New Mexico has a complex gaming history. When the Indian Gaming Regulatory Act was passed by the House in 1989, it seemed like New Mexico might be one of the states to cash in on the Native casino craze. Politics guaranteed that would not be the situation.

The New Mexico governor Bruce King announced a working group in 1990 to create an accord with New Mexico American Indian tribes. When the task force arrived at an accord with 2 prominent local bands a year later, Governor King refused to sign the agreement. He held up a deal until Nineteen Ninety Four.

When a new governor took office in 1995, it appeared that American Indian gaming in New Mexico was a certainty. But when the new Governor signed the compact with the Indian bands, anti-gaming forces were able to hold the contract up in the courts. A New Mexico court found that Governor Johnson had overstepped his bounds in signing the deal, thereby denying the government of New Mexico hundreds of thousands of dollars in licensing fees over the next several years.

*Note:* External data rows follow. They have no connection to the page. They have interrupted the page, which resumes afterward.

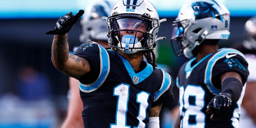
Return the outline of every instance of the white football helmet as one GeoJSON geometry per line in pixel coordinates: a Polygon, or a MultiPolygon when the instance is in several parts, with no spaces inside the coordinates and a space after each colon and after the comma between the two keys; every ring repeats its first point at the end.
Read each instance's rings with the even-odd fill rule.
{"type": "Polygon", "coordinates": [[[108,29],[106,20],[102,17],[109,16],[115,4],[110,0],[97,0],[88,6],[80,22],[81,42],[95,39],[108,40],[108,29]]]}
{"type": "Polygon", "coordinates": [[[127,54],[152,49],[156,41],[165,38],[156,39],[160,22],[165,20],[159,20],[156,10],[147,0],[120,0],[107,19],[109,45],[127,54]]]}
{"type": "Polygon", "coordinates": [[[178,56],[190,58],[192,51],[205,39],[229,38],[230,12],[213,0],[192,0],[184,4],[173,22],[171,42],[178,56]]]}

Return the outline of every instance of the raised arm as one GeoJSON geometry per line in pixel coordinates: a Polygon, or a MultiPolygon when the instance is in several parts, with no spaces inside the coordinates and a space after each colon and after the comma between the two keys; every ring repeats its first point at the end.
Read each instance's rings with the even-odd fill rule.
{"type": "Polygon", "coordinates": [[[69,54],[67,33],[84,13],[81,10],[74,16],[72,12],[63,15],[57,21],[55,30],[46,33],[54,35],[52,46],[52,61],[54,66],[75,78],[90,71],[90,64],[86,59],[69,54]]]}
{"type": "Polygon", "coordinates": [[[56,68],[75,78],[90,71],[90,64],[85,59],[69,54],[67,34],[54,35],[52,46],[52,61],[56,68]]]}

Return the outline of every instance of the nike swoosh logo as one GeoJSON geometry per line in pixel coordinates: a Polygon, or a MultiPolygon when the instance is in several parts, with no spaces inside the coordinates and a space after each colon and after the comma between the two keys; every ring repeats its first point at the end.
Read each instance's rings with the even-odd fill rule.
{"type": "Polygon", "coordinates": [[[233,56],[236,56],[236,54],[231,54],[231,55],[228,55],[228,54],[226,54],[226,58],[230,58],[232,57],[233,56]]]}

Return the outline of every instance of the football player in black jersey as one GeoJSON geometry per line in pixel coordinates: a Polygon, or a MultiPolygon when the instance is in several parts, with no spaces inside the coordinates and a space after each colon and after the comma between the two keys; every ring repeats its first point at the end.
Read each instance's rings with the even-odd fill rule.
{"type": "Polygon", "coordinates": [[[177,56],[190,58],[177,77],[180,116],[174,128],[239,128],[249,72],[245,56],[219,49],[230,36],[230,12],[212,0],[185,3],[173,22],[171,39],[177,56]]]}
{"type": "MultiPolygon", "coordinates": [[[[101,18],[109,16],[115,4],[110,0],[97,0],[88,5],[80,20],[81,29],[79,39],[81,42],[92,41],[105,48],[110,48],[107,36],[108,29],[106,20],[101,18]]],[[[71,52],[74,52],[78,47],[75,46],[71,52]]],[[[83,103],[79,94],[79,85],[78,80],[69,77],[67,116],[61,128],[84,128],[82,118],[83,103]]]]}
{"type": "Polygon", "coordinates": [[[112,48],[89,42],[69,54],[67,33],[84,12],[64,15],[46,34],[54,35],[54,66],[79,80],[84,128],[159,128],[162,103],[174,98],[171,77],[156,68],[152,50],[165,38],[156,37],[166,20],[148,0],[120,0],[104,18],[112,48]]]}

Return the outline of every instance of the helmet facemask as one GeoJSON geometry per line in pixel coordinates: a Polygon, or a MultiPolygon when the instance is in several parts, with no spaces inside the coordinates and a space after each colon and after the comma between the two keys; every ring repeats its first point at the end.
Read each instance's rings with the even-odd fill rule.
{"type": "Polygon", "coordinates": [[[153,23],[156,22],[158,27],[157,20],[127,14],[110,17],[109,21],[112,28],[108,36],[110,45],[123,52],[133,54],[152,48],[155,44],[150,32],[153,23]]]}

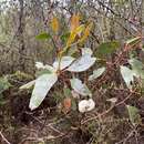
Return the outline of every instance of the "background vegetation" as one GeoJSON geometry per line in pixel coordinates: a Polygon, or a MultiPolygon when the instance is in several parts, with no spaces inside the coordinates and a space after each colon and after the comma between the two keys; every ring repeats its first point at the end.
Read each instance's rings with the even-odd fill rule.
{"type": "Polygon", "coordinates": [[[143,144],[143,0],[1,0],[0,142],[143,144]],[[31,90],[19,88],[35,78],[35,62],[53,63],[68,41],[75,13],[81,24],[92,23],[85,42],[71,49],[91,48],[97,59],[89,71],[75,74],[92,91],[95,109],[88,113],[78,111],[79,100],[69,91],[68,74],[60,78],[39,109],[30,111],[31,90]],[[59,21],[59,37],[51,28],[53,18],[59,21]],[[128,61],[132,58],[138,60],[135,65],[128,61]],[[126,79],[120,71],[122,65],[130,70],[126,79]],[[88,82],[100,66],[105,66],[105,72],[88,82]],[[73,102],[71,106],[68,97],[73,102]]]}

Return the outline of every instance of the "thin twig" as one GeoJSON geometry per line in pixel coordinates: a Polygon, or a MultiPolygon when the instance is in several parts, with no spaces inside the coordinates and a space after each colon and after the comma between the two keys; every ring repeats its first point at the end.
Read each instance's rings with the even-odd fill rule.
{"type": "Polygon", "coordinates": [[[2,134],[2,132],[0,132],[0,136],[2,137],[2,140],[3,140],[7,144],[11,144],[11,143],[4,137],[4,135],[2,134]]]}

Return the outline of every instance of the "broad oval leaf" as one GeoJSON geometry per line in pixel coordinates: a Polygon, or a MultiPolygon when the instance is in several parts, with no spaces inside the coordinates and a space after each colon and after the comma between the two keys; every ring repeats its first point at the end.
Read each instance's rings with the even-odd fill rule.
{"type": "Polygon", "coordinates": [[[71,82],[72,89],[76,93],[79,93],[79,94],[81,94],[83,96],[88,96],[88,95],[92,96],[91,91],[89,90],[89,88],[85,84],[82,83],[81,80],[79,80],[79,79],[71,79],[70,82],[71,82]]]}
{"type": "Polygon", "coordinates": [[[89,76],[89,81],[97,79],[99,76],[101,76],[103,74],[104,71],[105,71],[105,68],[100,68],[97,70],[94,70],[93,74],[89,76]]]}
{"type": "Polygon", "coordinates": [[[33,86],[35,84],[35,80],[28,82],[27,84],[20,86],[20,90],[22,89],[30,89],[31,86],[33,86]]]}
{"type": "Polygon", "coordinates": [[[35,85],[29,104],[31,110],[37,109],[42,103],[48,92],[56,81],[58,75],[55,73],[43,74],[35,80],[35,85]]]}
{"type": "Polygon", "coordinates": [[[44,65],[42,62],[35,62],[35,66],[38,70],[48,70],[50,73],[55,71],[53,66],[48,64],[44,65]]]}
{"type": "Polygon", "coordinates": [[[63,70],[65,68],[68,68],[75,59],[72,58],[72,56],[62,56],[61,61],[60,60],[56,60],[54,63],[53,63],[53,68],[55,70],[60,69],[60,70],[63,70]],[[60,63],[59,63],[60,61],[60,63]],[[60,65],[59,65],[60,64],[60,65]],[[59,68],[60,66],[60,68],[59,68]]]}
{"type": "Polygon", "coordinates": [[[93,51],[90,48],[82,48],[82,55],[92,55],[93,51]]]}
{"type": "Polygon", "coordinates": [[[96,58],[91,55],[82,55],[74,61],[66,70],[70,72],[83,72],[91,68],[96,61],[96,58]]]}
{"type": "Polygon", "coordinates": [[[135,42],[140,41],[141,37],[135,37],[126,41],[126,44],[134,44],[135,42]]]}

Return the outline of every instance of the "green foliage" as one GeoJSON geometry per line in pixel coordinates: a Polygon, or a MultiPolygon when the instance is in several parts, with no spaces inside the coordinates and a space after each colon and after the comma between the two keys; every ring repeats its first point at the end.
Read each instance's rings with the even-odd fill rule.
{"type": "Polygon", "coordinates": [[[93,74],[89,76],[89,81],[97,79],[99,76],[101,76],[103,74],[104,71],[105,71],[105,68],[100,68],[97,70],[94,70],[93,74]]]}

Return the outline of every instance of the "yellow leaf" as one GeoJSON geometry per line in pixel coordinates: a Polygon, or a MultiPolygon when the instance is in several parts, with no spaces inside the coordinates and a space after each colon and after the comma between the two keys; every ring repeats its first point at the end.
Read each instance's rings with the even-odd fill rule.
{"type": "Polygon", "coordinates": [[[75,30],[71,31],[71,34],[68,39],[68,42],[66,42],[66,47],[70,47],[74,40],[75,40],[75,37],[78,34],[81,34],[81,32],[84,30],[84,24],[81,24],[80,27],[78,27],[75,30]]]}
{"type": "Polygon", "coordinates": [[[90,35],[91,29],[92,29],[92,23],[90,23],[90,24],[85,28],[85,30],[84,30],[84,32],[83,32],[83,35],[82,35],[82,38],[80,39],[80,42],[83,42],[83,41],[85,41],[85,40],[88,39],[88,37],[90,35]]]}
{"type": "Polygon", "coordinates": [[[71,31],[74,31],[80,25],[80,16],[73,14],[71,18],[71,31]]]}
{"type": "Polygon", "coordinates": [[[51,27],[52,27],[52,30],[54,32],[58,32],[59,31],[59,21],[58,21],[58,18],[54,17],[51,21],[51,27]]]}

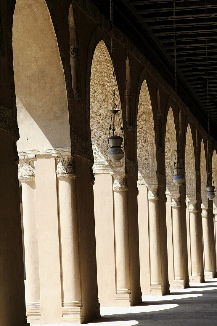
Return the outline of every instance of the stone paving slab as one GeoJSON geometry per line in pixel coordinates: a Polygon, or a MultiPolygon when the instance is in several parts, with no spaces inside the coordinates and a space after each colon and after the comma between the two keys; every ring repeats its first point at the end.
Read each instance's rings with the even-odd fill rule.
{"type": "Polygon", "coordinates": [[[217,326],[217,279],[191,284],[189,289],[171,289],[169,295],[143,296],[142,300],[134,307],[101,307],[101,318],[84,325],[217,326]]]}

It required the Compact Negotiation Act, passed by the New Mexico house, to get the ball rolling on a full compact amongst the State of New Mexico and its Native tribes. A decade had been burned for gaming in New Mexico, including Amerindian casino Bingo.

The nonprofit Bingo business has increased from 1999. In that year, New Mexico non-profit game operators acquired just $3,048 in revenues. This number grew to $725,150 in 2000, and exceeded one million dollars in revenues in 2001. Not for profit Bingo revenues have grown constantly since then. 2005 witnessed the largest year, with $1,233,289 earned by the owners.

Bingo is clearly popular in New Mexico. All types of owners try for a bit of the action. With hope, the politicians are through batting over gambling as an important matter like they did back in the 1990’s. That is most likely hopeful thinking.